If a single function might raise more than one type of exception, each can be caught and handled separately.

def mean(num_list):
    try:
        return sum(num_list)/len(num_list)
    except ZeroDivisionError:
        return 0
    except TypeError as original_error:
        msg = "The algebraic mean of an non-numerical list is undefined.\
               Please provide a list of numbers."
        raise TypeError(original_error.__str__() + "\n" +  msg)

Exceptions have the advantage of being simple to include and when accompanied by useful help message, can be helpful to the user. However, not all behaviors can or should be found with runtime exceptions. Most behaviors should be validated with unit tests.

Unit tests

Unit tests are so called because they test the functionality of the code by interrogating individual functions and methods. Functions and methods can often be considered the atomic units of software but what is considered to be the smallest code unit is subjective. Implementing unit tests often has the effect of encouraging both the code and the tests to be as small, well-defined, and modular as possible. In Python, unit tests typically take the form of test functions that call and make assertions about methods and functions in the code base. For now, we'll write some tests for the mean function and simply run them individually to see whether they fail. Later in this lesson, we'll use a test framework to collect and run them. Using a test framework makes running tests streamlined.

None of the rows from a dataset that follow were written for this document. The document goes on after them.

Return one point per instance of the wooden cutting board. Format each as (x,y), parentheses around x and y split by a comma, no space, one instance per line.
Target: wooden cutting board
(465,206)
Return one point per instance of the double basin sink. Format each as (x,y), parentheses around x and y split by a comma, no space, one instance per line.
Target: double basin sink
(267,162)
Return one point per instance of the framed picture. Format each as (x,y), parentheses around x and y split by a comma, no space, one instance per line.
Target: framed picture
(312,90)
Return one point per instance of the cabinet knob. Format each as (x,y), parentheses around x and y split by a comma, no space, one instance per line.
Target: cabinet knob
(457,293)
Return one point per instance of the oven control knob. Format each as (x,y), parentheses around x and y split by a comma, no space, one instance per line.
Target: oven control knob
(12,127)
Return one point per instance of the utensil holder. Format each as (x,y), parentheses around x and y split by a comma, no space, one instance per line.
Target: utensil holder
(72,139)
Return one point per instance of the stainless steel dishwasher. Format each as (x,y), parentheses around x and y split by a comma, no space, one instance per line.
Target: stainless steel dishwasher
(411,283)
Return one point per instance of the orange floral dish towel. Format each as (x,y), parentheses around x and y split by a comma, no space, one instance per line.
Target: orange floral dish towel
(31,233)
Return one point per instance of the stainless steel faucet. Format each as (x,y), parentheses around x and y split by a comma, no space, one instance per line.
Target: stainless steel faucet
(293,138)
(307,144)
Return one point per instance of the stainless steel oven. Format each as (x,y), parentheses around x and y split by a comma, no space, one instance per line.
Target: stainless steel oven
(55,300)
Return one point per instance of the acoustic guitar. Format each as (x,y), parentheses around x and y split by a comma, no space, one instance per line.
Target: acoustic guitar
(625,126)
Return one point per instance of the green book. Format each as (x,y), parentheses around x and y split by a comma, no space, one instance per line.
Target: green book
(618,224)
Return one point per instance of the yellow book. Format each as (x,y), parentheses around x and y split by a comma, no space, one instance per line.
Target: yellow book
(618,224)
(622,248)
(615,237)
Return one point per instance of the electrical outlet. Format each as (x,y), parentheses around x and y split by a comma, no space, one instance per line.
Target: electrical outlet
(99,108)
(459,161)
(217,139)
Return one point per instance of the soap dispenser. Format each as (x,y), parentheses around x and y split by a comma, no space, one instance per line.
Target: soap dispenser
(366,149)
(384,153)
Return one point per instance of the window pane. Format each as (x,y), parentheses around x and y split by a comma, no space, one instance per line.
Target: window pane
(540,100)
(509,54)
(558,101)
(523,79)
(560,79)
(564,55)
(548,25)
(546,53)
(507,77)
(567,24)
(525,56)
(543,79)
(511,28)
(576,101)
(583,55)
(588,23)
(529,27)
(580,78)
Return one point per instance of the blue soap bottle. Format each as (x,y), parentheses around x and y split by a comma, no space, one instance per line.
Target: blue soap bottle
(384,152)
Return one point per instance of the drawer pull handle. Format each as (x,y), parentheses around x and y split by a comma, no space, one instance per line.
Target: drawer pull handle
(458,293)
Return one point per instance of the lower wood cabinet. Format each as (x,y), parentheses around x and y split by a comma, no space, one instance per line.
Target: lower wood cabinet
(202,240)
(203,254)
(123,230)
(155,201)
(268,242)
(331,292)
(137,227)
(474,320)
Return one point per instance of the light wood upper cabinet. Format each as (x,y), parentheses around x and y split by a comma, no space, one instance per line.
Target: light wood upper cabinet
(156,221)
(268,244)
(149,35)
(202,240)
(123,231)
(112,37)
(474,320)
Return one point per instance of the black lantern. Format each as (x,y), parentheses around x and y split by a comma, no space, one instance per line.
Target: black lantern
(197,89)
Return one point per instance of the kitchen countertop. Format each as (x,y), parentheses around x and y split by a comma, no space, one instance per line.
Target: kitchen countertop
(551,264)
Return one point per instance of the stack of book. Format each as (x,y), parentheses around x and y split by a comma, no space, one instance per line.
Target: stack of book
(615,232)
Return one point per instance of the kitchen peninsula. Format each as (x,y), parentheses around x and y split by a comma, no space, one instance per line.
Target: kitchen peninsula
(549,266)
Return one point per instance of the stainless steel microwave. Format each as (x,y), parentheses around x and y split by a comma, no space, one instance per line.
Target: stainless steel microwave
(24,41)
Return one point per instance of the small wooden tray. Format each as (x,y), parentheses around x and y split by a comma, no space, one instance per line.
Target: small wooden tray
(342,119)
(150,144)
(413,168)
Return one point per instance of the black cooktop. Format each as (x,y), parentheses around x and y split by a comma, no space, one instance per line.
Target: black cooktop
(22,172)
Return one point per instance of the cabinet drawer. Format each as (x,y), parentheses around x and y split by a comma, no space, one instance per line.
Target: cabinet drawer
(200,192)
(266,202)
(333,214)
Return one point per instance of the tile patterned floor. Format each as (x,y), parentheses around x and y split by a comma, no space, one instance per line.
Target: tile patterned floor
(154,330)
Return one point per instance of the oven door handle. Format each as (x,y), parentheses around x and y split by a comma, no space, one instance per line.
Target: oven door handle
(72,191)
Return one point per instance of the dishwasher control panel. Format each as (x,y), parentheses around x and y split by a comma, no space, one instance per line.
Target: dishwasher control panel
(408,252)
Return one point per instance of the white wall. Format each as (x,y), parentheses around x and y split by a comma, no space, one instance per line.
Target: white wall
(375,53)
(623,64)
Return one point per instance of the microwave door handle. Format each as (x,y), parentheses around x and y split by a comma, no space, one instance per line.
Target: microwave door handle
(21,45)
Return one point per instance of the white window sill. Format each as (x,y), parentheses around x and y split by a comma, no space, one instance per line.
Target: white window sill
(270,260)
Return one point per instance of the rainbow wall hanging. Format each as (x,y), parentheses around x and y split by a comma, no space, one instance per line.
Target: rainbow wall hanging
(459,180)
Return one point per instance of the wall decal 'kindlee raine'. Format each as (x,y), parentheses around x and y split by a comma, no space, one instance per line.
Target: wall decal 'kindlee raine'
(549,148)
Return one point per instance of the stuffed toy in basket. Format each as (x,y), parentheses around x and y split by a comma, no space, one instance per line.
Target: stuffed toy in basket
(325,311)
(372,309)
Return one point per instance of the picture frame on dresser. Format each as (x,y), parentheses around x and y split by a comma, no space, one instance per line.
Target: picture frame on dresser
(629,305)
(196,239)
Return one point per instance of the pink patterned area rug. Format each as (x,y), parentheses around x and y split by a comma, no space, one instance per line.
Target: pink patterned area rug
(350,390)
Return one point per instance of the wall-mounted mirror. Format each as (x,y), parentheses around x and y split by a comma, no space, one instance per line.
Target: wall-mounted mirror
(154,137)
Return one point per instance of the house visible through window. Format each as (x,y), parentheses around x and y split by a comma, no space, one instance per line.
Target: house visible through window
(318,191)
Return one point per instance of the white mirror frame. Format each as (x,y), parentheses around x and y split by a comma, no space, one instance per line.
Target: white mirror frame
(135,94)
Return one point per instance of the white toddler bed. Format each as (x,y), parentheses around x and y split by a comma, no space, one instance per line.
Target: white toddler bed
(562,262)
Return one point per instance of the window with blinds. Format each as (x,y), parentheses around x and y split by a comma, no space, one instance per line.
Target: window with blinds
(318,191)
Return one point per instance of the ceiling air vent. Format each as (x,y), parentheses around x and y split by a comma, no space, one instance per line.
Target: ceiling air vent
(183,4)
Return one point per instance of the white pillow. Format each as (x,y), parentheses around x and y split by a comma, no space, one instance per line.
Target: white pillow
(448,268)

Unit tests are typically made of three pieces, some set-up, a number of assertions, and some tear-down. Set-up can be as simple as initializing the input values or as complex as creating and initializing concrete instances of a class. Ultimately, the test occurs when an assertion is made, comparing the observed and expected values. For example, let us test that our mean function successfully calculates the known value for a simple list.

Before running the next code, save your mean function to a file called mean.py in the working directory.

You can use this code to save to file:

def mean(num_list):
    try:
        return sum(num_list)/len(num_list)
    except ZeroDivisionError:
        return 0
    except TypeError as original_error:
        msg = "The algebraic mean of an non-numerical list is undefined.\
               Please provide a list of numbers."
        raise TypeError(original_error.__str__() + "\n" +  msg)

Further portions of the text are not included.